In an article centered on a so-called balancing act by Big Oil in an environment in which the Trump Administration is rolling back a broad swath of climate regulations, the news writers had this:
The industry’s biggest trade groups have said they support effective and reasonable regulations. Nixing the programs, the lobbyists said, would create an impossible choice for the industry—ask the administration to reinstate some rules, or walk back its previous support for some regulations.
This is timidity writ large. If the trade groups and the managers of the groups’ constituent companies really think this, that, or those rules are good ideas, then they should self-regulate along those lines. There’s nothing to stop them; there’s nothing forcing them to render themselves dependent on government diktats.
Lobbyists have signaled to the EPA that creating a regulatory vacuum could invite new lawsuits.

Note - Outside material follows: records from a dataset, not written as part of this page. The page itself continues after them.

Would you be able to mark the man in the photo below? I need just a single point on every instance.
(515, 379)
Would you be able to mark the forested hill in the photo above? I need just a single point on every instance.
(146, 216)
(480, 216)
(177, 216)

The proper response to those lawsuits is to stop being so desperate to settle and to stop hiding behind Government apron strings. With the climate regulation roll back, there are fewer grounds on which to base a lawsuit, and the proper response to those remaining that are brought is to refuse to settle, push the pace on the trials, and burn the suers to the ground in open court. That’ll be expensive in the early stages, especially as they’re forced by activist district judges to go through the appeals process, but it will reduce long-term legal costs far more by obviating a large number of lawsuits in the aftermath of those early ones.
It’s past time for business managers, especially including those running energy producing businesses, to recall the nature of their management roles.
The central imperative of a management position in the United States is to manage a company in a way that satisfies the company’s owners. There is nothing in that imperative that requires a manager to manage his company in a way that satisfies the demands of Government beyond simply following law. Those managers who are that timid that they need to be told what to do by Government need to be replaced; they’re unfit for their management positions.
This is America. Business managers are free to act on their own initiative; they are not required to wait on Government.